(Disclaimer: I am an occasional contributor to the Jam Cellar blog and their general shenanigans)
DC is blessed to have two big bands dedicated to the authentic sounds of the Swing Era. Most bands that play for dancers tend to the more modern New Testament Basie sound or play mostly Rat Pack covers.
But DC’s two main big bands, the other being The Tom Cunningham Orchestra, specialize in music from the Swing Era played in the way it was meant to be played with a solid driving 4/4 rhythm. Brooks Tegler himself is an ardent disciple of Gene Krupa.
Even if you never heard of him before you walked into the ballroom last night you would have been instantly struck by his love and knowledge of this era of music with his introduction. His theme for the evening was 1909, focusing on music by notable musicians born in that year including Lester Young, Ben Webster, Gene Krupa, and Benny Goodman among others.
The band and the ballroom were both hot. That’s expected of the ballroom just about any time of year, but this is one of the times where the onstage talent matched the heat of the room.
The pace of the first set was particularly brutal with the band playing versions of “Cottontail”, “The Kid From Red Bank”, “Down South Camp Meeting”, and ending with “Carioca”. But it was hard to complain when the musicianship was in top form.
The soloists were excellent especially in the reed section which included Scott Silbert, Marty Nau, Anita Thomas, Joe Midiri, and Don Lerman. Silbert was especially “on” as he took on the mantles of Lester Young and Ben Webster in the Basie and Ellington pieces. Joe Midiri also did a great job taking on the roles of Benny Goodman and Artie Shaw in the small group and big band numbers.
The second and third sets were each kicked off by some small group combos centered around Joe Midiri on clarinet and Paul Midiri on vibraphones anchored by Brooks on drums. They alternated between Artie Shaw and Benny Goodman selections joined by various combinations of Robert Redd on piano, Craig Gildner on guitar, Don Lerman on sax, and a bassist whose name I did not catch. They even ended their third set small combo selections with a larger group recreating the Ellington small group version of “Good Queen Bess.”
Most of the songs were instrumentals as there was no dedicated singer on hand. Brooks usually carries two and will sometimes sing himself. However the song selection for the evening only called for a handful of vocals which were handled mostly by saxophonist Anita Thomas. She did an admirable job with the Anita O’Day and Helen Forrest songs including a wonderful version of the ballad “Where or When” with the small group in the third set. Trombonist Jim Jensen sang on one other song.
The energy was high throughout the small group and big band numbers. I noticed that the band took less time than usual to get ready for each song, which is usually an issue with Brooks’ big band sorties in the past.
Brooks was assisted by a radio announcer he brought in from Pennsylvania. I didn’t catch his name, but he did a good job of introducing each song, even coming up with some random tidbits to kill time during some last minute shuffling in the third set. He did a great introduction to a small group song–I think it was “Seven Come Eleven”–as they played through the introduction which added a nice 30’s radio atmosphere to the song
Not everything as fast for the evening as the big band did an excellent version of “In A Mellow Tone,” and moderately tempo’d versions of “Wrappin It Up” and “Temptation” in the second set.
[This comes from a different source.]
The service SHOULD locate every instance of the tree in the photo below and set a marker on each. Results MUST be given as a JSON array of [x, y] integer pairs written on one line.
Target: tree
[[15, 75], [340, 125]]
However, the band killed their version of Count Basie’s blazing fast“Mutton Leg” which plays off of the same themes as his earlier hit, “Every Tub.”
The encore of the evening, after a furious “Avenue C” was a pretty version of Artie Shaw’s “Softly, As In a Morning Sunrise.”
I particularly appreciated the contributions of Craig Gildner on guitar and piano. Mostly because I could hear the guitar this time around which isn’t always the case with the way big bands are mic’d at Glen Echo. I remember a different Brooks Tegalr Big Band gig at Glen Echo with Tom Mitchell on guitar where, if I wasn’t standing in front of him, I would have never known he was playing because the sound system wasn’t picking him up at all. Hearing that solid 4/4 chunk, chunk of a rhythm guitar makes a huge difference for Lindy Hoppers.
Overall, a great night of music. Can’t wait until the next Brooks Tegler Big Band gig, but The Brooks Tegler Quartet will be playing again in DC at The International Lindy Hop Championships on Friday night, August 28th.